Saunders told police he fought back against Adams, defending himself and DS, until police could arrive. Police said DS told them Adams had tried to strangle him, so he defended himself. DS refused medical treatment at the scene. There were no marks on his neck or face, and his sneaker had blood on it.
Arner noted that Adams' car was parked in a space across the street from Saunders' car.
Arner wrote that Adams said he had been traveling to a meeting in Lehighton, and was at the Jim Thorpe intersection when the car ahead of him failed to move through the crossroad. Adams said he honked his horn, and that the passenger in the car responded with a lewd hand gesture.
Adams told Arner there were two young men in the car, which drove very slowly on Susquehanna Street toward the Mansion House Hill. Adams said he tried to pass the car in the passing lane, but when he did, the driver would speed up. Adams said he pulled into the parking lot to try to talk to the driver of the other car, but the young men both made lewd hand gestures at him.
Adams said he thought the incident was over, and that he continued to drive toward Lehighton. He said he saw the car turn onto a side street, then onto North Second Street.
Adams told Arner that that was the same route he took to get to his meeting. He said the young men pulled their car into a parking spot, got out and waved at him to stop.
Adams said he pulled into a spot across from their car. He said the male identified as DS approached him and said, "What is your (expletive) problem?"
Adams replied, "You guys are driving like animals."
Adams said he saw DS pull back his right hand to hit him, so he pushed DS. Then, Adams said, he was pushed to the ground. He closed his eyes and felt someone hitting him. He said he heard one of the young men yell, "You (expletive) up and now you're done. You are finished!"
Adams said he recalled being kicked in the face, and believed he was going to die, and then blacked out. He told Arner he did not block the young men's car.
Adams was taken to the hospital, where he was treated for eye socket, cheek and nose fractures, and for a human bite on his left thumb. He'll need reconstructive surgery for the face injuries.
Arner also spoke with the other female at the scene, identified as Dawn Kilgore. She said she saw three males fighting in the middle of the street, and that an older man was surrounded by two younger ones. She said she saw them pushing each other, then saw the older man fall. He was on his knees with his arms covering his head, in a defensive position. She said she saw the two younger males kick the older one in the chest, neck and face several times.
Kilgore identified Saunders as one of the young men.
Adams' stand off with police happened on June 3. Earlier that day, a former co-worker had alerted police that Adams had sent a text message threatening suicide.
When police arrived at his apartment, Adams answered the door and began screaming at police to leave him alone. He held his left hand behind his back as if he was holding something.

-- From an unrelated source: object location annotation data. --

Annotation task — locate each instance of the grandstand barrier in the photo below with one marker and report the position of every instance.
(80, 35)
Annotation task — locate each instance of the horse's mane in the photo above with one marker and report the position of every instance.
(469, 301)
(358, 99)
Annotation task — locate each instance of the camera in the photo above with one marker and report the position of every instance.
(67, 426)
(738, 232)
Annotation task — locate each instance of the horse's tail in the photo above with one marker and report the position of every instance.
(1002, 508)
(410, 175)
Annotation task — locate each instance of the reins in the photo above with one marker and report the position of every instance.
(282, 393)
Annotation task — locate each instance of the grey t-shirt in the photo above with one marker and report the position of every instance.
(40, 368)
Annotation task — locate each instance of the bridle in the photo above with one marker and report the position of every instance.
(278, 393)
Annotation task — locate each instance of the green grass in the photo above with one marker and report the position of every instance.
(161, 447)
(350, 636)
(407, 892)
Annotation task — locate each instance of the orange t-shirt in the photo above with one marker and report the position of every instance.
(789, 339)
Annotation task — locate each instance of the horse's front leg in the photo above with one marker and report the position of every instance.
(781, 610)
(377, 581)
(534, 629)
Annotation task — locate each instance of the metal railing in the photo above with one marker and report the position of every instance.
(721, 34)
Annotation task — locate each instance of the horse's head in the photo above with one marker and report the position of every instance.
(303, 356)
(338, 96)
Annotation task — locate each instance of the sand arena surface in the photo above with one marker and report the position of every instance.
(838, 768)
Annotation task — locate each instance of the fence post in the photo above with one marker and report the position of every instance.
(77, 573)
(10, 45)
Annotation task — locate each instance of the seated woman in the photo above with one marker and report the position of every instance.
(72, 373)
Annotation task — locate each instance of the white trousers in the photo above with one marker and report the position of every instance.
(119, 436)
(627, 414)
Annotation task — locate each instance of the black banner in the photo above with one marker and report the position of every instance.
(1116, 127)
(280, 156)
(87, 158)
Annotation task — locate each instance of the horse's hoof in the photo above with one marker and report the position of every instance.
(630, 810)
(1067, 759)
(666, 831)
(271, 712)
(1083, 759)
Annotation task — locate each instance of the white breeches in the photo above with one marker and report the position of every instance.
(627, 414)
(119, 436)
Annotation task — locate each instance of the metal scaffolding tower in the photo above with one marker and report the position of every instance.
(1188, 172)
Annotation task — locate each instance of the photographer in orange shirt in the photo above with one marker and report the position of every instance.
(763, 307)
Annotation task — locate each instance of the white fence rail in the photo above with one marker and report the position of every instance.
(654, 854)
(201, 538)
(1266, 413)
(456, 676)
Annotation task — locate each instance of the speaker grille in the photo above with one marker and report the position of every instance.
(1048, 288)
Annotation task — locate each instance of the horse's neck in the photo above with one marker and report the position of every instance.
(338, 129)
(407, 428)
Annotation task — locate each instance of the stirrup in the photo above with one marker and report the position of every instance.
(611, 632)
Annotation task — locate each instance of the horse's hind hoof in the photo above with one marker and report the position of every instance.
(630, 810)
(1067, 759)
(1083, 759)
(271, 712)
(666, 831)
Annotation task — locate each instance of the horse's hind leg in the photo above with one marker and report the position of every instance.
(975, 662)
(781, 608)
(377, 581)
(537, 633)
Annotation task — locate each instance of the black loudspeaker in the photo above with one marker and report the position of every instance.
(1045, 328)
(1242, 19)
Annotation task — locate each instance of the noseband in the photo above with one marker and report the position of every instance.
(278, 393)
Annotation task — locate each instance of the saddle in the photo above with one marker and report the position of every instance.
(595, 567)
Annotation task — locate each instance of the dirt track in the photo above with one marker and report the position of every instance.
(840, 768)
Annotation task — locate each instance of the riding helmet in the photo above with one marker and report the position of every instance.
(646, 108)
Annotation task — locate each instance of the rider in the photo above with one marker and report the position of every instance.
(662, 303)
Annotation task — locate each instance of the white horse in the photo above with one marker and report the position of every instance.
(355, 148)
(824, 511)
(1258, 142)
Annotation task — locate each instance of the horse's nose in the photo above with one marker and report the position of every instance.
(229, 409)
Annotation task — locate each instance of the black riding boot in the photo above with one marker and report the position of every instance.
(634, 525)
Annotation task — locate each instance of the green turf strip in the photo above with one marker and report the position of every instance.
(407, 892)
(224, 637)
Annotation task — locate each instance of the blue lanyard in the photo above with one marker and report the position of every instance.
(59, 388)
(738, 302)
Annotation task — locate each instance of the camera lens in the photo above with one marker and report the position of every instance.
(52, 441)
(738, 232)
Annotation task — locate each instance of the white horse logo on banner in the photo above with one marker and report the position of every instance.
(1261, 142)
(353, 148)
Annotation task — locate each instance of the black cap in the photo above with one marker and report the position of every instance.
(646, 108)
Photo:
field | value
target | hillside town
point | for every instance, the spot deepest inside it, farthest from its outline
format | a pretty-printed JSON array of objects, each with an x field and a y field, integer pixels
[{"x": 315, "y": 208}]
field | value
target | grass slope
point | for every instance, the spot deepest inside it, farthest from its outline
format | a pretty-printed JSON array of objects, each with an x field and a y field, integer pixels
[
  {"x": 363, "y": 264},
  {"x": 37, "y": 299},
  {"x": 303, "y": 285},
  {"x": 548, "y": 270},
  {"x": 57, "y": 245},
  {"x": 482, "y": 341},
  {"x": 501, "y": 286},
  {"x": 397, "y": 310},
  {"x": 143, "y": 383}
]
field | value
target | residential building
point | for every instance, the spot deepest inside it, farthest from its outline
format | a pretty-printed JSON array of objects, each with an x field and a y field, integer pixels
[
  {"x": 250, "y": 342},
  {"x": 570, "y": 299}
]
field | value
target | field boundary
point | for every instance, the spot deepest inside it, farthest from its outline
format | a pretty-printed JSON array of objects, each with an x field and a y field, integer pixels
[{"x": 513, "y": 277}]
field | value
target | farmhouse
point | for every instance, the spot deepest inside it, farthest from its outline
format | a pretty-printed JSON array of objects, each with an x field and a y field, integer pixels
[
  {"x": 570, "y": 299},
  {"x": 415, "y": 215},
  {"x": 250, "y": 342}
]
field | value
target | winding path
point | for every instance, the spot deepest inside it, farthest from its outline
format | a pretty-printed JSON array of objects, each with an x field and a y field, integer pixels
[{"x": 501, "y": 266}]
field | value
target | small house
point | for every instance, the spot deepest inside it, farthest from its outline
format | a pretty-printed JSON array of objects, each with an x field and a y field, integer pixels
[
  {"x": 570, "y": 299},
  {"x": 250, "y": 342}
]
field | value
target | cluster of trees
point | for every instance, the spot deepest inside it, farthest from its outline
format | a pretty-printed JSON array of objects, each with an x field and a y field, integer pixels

He continued to be irate and unruly, and police were told he had a .45 caliber handgun. More police were called in, and Carbon County Emergency Management Coordinator Mark Nalesnik evacuated nearby homes and cordoned off the area.
Adams eventually surrendered. police found the loaded gun in his bedroom, and a Remington sawed-off shotgun and another loaded handgun in his two vehicles. They charged Adams with possession of a prohibited offensive weapon, simple assault and disorderly conduct. He was jailed under $100,000 bail.